May 11, 2019

START THE VP BUZZ:

Rhode Island's Governor Uses Her VC Chops to Boost the Economy:  Gina Raimondo, who co-founded a venture capital firm, is spreading prosperity through fiscal responsibility, investment in education, and business development. (Matthew A. Winkler, May 1, 2019, Bloomberg)

Not only is she the first gubernatorial winner of a majority in more than a decade (52.6 percent), she's the first woman to be reelected to the position as well as the first Democrat elected to lead the Ocean State since 1991. The Harvard-educated economist and Rhodes scholar is effectively writing a turnaround case study in how a state government with little going its way can become something of a benchmark.

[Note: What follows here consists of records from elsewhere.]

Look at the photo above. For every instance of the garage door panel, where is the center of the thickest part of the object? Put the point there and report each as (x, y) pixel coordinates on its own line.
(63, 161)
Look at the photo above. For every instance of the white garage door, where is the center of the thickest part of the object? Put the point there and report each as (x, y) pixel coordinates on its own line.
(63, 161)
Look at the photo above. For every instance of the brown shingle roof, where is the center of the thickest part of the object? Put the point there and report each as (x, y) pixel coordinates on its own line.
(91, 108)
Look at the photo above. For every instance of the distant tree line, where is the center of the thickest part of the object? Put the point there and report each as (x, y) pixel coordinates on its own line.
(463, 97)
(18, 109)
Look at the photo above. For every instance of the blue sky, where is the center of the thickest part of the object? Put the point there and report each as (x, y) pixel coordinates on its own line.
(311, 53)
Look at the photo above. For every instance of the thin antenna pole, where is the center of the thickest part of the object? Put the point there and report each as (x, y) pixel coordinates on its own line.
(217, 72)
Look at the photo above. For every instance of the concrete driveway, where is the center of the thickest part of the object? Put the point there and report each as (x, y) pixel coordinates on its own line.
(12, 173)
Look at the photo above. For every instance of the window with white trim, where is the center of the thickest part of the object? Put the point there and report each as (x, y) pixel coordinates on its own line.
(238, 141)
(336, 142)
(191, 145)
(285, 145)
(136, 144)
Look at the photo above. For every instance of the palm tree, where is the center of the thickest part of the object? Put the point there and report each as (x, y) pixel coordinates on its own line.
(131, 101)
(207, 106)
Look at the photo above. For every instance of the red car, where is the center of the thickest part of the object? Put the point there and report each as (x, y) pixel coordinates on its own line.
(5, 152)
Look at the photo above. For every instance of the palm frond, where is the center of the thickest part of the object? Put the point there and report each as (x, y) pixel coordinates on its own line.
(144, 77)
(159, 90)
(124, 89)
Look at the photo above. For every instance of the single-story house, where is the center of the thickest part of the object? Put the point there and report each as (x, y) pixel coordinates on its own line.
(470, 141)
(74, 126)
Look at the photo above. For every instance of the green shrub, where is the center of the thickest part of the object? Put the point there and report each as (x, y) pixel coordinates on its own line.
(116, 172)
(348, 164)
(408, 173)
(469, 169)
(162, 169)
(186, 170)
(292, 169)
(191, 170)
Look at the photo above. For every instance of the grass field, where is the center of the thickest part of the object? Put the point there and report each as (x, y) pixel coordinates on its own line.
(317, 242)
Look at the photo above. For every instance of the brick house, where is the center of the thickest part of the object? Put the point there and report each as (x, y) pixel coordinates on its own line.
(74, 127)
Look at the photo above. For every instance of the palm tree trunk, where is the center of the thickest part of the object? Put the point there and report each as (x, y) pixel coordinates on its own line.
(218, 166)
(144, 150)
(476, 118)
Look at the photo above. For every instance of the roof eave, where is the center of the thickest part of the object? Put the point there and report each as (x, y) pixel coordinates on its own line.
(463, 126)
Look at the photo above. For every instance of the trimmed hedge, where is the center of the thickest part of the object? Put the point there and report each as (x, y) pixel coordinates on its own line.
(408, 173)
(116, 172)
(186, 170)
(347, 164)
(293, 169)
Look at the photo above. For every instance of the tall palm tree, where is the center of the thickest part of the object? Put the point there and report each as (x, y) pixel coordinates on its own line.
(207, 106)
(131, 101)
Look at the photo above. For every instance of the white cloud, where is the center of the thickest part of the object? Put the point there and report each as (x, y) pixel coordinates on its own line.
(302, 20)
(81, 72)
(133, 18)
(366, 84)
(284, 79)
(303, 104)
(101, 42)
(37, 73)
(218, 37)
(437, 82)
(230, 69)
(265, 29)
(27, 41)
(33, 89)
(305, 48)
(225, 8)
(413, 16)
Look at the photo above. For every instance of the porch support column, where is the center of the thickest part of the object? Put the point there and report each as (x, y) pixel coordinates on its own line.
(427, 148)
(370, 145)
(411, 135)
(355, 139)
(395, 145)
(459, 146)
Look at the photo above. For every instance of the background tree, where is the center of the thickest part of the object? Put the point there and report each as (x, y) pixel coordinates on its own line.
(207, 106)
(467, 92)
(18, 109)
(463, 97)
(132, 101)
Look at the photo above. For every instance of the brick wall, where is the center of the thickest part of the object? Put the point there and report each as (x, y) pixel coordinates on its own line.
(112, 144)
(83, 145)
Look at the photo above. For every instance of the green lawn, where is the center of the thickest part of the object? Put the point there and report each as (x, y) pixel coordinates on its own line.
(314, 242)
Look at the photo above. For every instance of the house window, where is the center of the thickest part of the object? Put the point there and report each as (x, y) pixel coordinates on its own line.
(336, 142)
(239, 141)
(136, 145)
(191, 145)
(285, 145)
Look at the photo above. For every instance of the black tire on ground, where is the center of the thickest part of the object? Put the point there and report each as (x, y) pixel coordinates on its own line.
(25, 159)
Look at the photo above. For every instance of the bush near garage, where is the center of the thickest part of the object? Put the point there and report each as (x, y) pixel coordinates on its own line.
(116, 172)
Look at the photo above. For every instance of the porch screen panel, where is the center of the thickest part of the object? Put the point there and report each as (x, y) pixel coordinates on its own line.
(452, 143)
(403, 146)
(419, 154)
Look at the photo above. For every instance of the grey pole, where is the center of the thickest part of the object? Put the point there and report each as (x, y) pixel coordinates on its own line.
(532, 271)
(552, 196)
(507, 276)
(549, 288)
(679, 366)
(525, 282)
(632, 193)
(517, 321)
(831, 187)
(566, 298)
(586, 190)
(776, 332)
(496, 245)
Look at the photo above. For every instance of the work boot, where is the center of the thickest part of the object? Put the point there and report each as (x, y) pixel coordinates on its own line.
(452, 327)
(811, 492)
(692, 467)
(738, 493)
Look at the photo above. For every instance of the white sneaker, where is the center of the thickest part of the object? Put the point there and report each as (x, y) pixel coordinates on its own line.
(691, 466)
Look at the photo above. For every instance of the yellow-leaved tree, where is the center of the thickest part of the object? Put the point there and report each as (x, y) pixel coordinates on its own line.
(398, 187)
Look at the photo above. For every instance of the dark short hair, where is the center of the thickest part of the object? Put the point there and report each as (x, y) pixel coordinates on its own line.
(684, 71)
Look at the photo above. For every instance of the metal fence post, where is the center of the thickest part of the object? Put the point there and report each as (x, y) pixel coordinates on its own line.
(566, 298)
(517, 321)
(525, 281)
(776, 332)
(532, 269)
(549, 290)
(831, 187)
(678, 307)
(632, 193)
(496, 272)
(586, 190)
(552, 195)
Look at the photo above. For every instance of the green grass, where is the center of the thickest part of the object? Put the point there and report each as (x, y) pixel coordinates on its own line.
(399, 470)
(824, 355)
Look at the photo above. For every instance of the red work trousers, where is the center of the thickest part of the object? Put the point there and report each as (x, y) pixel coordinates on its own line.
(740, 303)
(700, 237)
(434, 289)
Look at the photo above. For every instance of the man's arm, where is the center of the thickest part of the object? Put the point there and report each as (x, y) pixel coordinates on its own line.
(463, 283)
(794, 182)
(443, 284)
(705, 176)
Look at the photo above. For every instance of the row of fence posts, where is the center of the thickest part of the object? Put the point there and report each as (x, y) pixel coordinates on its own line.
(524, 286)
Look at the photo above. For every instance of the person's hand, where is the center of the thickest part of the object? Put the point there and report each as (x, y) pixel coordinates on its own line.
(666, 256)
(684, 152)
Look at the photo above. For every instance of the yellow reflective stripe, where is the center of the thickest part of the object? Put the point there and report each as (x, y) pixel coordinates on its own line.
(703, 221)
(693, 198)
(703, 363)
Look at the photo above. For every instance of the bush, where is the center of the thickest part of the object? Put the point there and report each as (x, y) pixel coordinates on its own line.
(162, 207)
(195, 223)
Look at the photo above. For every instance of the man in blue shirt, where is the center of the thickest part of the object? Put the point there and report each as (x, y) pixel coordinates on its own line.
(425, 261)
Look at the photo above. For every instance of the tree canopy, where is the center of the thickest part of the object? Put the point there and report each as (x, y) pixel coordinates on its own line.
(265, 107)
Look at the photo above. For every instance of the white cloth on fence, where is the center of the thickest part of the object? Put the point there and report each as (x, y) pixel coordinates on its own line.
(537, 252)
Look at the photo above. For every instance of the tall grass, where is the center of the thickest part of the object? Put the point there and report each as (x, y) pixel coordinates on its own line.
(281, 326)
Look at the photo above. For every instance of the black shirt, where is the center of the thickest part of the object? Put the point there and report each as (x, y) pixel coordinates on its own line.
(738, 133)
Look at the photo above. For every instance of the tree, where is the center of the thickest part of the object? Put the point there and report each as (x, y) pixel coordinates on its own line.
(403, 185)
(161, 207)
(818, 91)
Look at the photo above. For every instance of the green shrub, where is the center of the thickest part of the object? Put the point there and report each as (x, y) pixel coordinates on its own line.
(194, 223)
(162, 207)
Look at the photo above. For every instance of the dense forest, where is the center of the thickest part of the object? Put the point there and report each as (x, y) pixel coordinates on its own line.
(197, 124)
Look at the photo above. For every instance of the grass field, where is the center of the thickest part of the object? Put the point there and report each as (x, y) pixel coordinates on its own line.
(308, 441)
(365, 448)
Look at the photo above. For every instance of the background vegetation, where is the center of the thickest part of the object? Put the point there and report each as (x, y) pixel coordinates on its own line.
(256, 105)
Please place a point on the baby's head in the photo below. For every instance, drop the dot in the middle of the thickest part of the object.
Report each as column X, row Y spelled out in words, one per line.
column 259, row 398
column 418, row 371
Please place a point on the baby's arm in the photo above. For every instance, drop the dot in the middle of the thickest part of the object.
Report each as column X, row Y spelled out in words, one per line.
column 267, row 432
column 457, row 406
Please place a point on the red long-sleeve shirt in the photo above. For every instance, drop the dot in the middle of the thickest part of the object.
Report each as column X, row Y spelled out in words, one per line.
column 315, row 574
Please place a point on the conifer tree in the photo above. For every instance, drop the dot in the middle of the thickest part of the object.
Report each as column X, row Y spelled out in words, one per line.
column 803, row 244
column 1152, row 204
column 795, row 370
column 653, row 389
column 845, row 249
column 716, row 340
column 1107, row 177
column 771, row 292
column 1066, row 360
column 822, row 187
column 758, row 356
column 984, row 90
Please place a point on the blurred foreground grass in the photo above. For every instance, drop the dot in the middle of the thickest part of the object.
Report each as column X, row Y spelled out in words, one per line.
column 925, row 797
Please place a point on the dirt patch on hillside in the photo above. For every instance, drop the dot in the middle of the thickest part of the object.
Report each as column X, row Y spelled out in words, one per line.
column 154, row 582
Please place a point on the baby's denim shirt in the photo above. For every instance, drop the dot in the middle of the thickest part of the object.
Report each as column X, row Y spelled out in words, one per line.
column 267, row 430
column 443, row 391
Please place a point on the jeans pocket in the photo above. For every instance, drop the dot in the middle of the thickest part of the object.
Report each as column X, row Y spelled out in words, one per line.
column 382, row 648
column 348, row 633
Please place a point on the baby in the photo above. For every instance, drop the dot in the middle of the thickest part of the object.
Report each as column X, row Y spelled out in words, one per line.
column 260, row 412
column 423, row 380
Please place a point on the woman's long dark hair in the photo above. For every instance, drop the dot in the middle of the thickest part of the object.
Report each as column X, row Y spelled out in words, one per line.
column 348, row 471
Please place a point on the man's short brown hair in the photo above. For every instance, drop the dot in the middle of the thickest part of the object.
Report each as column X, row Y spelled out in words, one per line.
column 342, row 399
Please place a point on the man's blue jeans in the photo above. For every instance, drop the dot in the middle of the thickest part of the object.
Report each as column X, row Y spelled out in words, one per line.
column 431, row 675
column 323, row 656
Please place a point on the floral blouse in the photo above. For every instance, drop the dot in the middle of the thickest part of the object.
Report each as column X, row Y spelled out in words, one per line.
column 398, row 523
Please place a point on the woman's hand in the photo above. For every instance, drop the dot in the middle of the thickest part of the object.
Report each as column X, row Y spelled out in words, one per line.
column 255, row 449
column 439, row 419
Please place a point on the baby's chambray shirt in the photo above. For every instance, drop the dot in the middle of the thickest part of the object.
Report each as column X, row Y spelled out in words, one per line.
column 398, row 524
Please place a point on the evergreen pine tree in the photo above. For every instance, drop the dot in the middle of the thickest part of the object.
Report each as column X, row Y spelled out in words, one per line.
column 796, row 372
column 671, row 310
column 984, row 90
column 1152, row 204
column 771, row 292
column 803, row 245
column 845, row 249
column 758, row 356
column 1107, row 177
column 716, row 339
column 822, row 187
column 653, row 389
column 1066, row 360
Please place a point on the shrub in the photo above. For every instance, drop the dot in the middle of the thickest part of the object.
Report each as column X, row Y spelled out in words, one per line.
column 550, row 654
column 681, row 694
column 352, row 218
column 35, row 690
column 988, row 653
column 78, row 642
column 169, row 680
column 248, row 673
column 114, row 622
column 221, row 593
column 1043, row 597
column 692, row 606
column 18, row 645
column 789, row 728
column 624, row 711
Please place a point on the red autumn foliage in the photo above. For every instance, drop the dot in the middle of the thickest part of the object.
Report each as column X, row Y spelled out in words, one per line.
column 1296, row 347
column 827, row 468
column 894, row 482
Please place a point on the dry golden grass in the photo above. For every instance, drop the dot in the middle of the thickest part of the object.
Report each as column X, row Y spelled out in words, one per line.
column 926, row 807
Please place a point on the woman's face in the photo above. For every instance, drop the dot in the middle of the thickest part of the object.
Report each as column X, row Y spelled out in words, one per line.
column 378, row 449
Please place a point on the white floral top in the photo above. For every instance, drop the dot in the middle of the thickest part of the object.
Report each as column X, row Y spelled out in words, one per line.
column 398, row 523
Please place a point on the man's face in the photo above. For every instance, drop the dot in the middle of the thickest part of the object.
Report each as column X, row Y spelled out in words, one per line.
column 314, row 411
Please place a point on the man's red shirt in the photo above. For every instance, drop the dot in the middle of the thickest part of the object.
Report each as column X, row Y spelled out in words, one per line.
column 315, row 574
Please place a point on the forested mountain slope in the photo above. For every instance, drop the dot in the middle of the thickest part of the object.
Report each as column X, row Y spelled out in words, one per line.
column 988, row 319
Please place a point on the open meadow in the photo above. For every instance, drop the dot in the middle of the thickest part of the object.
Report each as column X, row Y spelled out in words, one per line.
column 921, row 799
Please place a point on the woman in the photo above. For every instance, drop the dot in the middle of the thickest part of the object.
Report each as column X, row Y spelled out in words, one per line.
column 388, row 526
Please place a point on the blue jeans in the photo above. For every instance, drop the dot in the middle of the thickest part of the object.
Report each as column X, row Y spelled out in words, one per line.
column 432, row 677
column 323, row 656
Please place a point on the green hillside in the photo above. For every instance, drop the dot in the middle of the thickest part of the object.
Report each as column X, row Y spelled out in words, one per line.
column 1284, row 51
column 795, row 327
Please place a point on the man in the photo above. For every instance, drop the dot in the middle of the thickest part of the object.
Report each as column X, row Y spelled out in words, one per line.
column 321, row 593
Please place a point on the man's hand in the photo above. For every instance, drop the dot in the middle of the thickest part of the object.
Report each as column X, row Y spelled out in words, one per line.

Her three-pronged strategy: create fiscal stability, invest in education and infrastructure, and recruit companies--relentlessly.

That last part comes naturally. Raimondo co-founded the venture capital firm Point Judith Capital in 2001, the only Rhode Island firm then devoted to financing new businesses. She stepped into politics in 2010 by successfully running for general treasurer after widening deficits resulted in budget cuts that threatened to shutter hundreds of local libraries, including the one favored by her two children and another where her grandfather learned English as a 14-year-old Italian immigrant. "We were headed in the wrong direction," she says.

As her first order of business, Raimondo confronted labor unions that supported her own Democratic Party about their pension debt--fraught politics, to be sure. Their pensions, she told them, wouldn't survive their unfunded $7 billion liability, the second-highest in the country on a per capita basis. She said they could settle for either "a quarter of a loaf or none." The unions still refused to budge.

Amid that standoff, Raimondo announced her candidacy for governor. In a heated three-way race, voters lifted her to the statehouse with 40 percent of the vote. Soon after her election, she solved Rhode Island's pension crisis--without having to raise taxes--when the two sides reached a settlement in state Supreme Court. "Gina Raimondo led Rhode Island to enact the boldest pension reform of any state in recent years," wrote Josh Barro in the Washington Examiner in 2012.

As governor, Raimondo immediately set out to improve the state's education system. "The policymaker in me, the economist in me, the businessperson in me knows it's a no-brainer to invest in education," she says. To reverse a brain drain, her initial budget relieved graduates from any Rhode Island-based college or university of their student loans--as long as they agreed to live and work in the state for four years in jobs related to science, technology, engineering, and mathematics (STEM). The Providence Journal rated the so-called Wavemaker Fellowship "a promise kept." A year later, her government guaranteed two years of free college or community college to every in-state student, tripling the community college graduation rate. More recently, Raimondo's "CS4RI" initiative makes Rhode Island the first state poised to bring computer science into every public school. To help pay for these programs, revenue from taxes increased 17.3 percent over the past four years.

Yet the single best investment for long-term economic prosperity are her 4-year-old constituents, says Raimondo, who cites the Brooking Institution's April 2017 report, The Current State of Scientific Knowledge on Pre-Kindergarten Effects, when discussing the importance early learning plays in shaping brain development. "You shouldn't have to be rich or lucky to get your kid into school," adds Raimondo, who's tripled the number of pre-K classes in the state and also guaranteed that every child can attend all-day kindergarten. Rhode Island allocates $14,889 per student, or 138.3 percent of the U.S. average and the ninth-highest figure in the nation.